The administration says it will continue to hold high-level talks with both Moscow and Beijing, not only to avoid conflict but also to collaborate on areas of common interest, such as the pandemic, climate change and regional issues like Iran.
So far, Biden’s two-track strategy of deterrence and diplomatic engagement has not led to grave setbacks or negative consequences, said Leslie Vinjamuri of Chatham House. “But defending the rules-based order in the context of power shifts and technological change — and in a world where the leading powers embrace radically different value systems — is a tall order and the future is uncertain,” she said.
Moreover, Putin’s threats to Ukraine and Xi’s crushing of democracy in Hong Kong, intimidation of Taiwan and allegedly genocidal policies toward the Uyghurs has fed the narrative of an administration too weak to stand up forcefully for American interests and values against aggressive adversaries, said Vanderbilt University’s Thomas Schwartz. “Iran’s continuing defiance and move toward acquiring a nuclear weapon strengthen this portrait,” he said.
Other unsolved problems include North Korea, where the administration appears in no hurry to push for a deal unless Kim Jong Un commits to winding down his nuclear weapons program, and simmering tensions between Israel and Hamas. More than one year following the Abraham Accords that normalized diplomatic relations between Israel and two of its Arab neighbors, the administration has reestablished ties with Palestinians severed under Trump but has made little progress in advancing the broader Middle East peace process.

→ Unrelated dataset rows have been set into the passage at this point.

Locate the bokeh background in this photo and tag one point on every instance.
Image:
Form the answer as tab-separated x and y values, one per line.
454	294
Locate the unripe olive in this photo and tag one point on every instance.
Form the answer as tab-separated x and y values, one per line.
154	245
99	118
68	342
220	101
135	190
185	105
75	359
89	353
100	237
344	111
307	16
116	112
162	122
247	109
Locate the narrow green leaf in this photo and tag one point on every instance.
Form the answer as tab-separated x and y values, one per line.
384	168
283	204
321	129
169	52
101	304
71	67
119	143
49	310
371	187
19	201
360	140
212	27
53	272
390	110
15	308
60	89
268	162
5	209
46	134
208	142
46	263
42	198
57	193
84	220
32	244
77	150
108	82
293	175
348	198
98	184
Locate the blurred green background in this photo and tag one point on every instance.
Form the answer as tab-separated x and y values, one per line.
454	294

Democracies vs autocracies
The administration frames relations with rivals in the context of a global struggle, drawing a fault line between democracies and autocracies.

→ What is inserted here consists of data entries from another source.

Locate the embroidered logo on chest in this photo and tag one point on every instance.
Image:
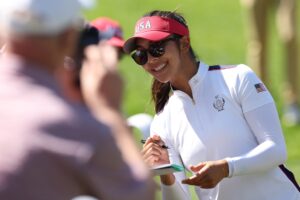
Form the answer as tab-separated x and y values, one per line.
219	103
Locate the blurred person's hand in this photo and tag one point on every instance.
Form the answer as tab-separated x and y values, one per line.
101	84
153	153
207	174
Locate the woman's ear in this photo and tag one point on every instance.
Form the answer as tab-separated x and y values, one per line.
185	44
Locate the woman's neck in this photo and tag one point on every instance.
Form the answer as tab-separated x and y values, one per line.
181	82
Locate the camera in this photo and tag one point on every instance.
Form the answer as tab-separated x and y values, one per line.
88	36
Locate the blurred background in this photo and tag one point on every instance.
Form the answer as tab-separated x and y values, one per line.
218	30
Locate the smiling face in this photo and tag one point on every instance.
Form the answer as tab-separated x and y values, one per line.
165	67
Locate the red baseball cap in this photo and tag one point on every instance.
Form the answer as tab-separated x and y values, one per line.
154	28
110	30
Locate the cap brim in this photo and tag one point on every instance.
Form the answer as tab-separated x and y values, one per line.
130	45
117	42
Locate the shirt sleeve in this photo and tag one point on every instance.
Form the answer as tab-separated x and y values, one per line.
271	149
251	91
177	191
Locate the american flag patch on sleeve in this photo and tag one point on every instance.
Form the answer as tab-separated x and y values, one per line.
260	87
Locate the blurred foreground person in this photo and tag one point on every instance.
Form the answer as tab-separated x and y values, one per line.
52	148
219	122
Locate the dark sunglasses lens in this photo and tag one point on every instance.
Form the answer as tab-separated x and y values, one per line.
156	50
140	57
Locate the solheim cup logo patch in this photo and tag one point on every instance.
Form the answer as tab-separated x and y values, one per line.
219	103
143	25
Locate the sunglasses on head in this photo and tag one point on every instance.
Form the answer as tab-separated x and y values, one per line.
155	49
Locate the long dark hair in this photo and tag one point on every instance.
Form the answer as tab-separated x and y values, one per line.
161	91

“We’ll stand up for our allies and our friends and oppose attempts by stronger countries that dominate weaker ones, whether through changes to territory by force, economic coercion, technical exploitation or disinformation,” Biden said in remarks at the U.N. General Assembly in September. “But we’re not seeking — say it again, we are not seeking — a new Cold War or a world divided into rigid blocs.”
A “Cold War mentality” is exactly what China and Russia accuse Washington of fostering. Their leaders were excluded from the Summit for Democracy where Biden hosted more than 100 countries on December 9-10. Xi and Putin held their own virtual meeting a week after the democracy summit.
While activists applaud the summit’s goals of “strengthening democracy and defending against authoritarianism,” combating corruption and promoting human rights, some analysts warn of overreach.
If Biden pushes his democracy-vs.-autocracy framing too far, there’s a danger of losing collaborative ground on global issues such as climate change with China and arms control with Russia, said Stacie Goddard, Mildred Lane Kemper professor of political science at Wellesley College. “Those are the types of global issues where you really do need that type of cross-ideological cooperation,” she said.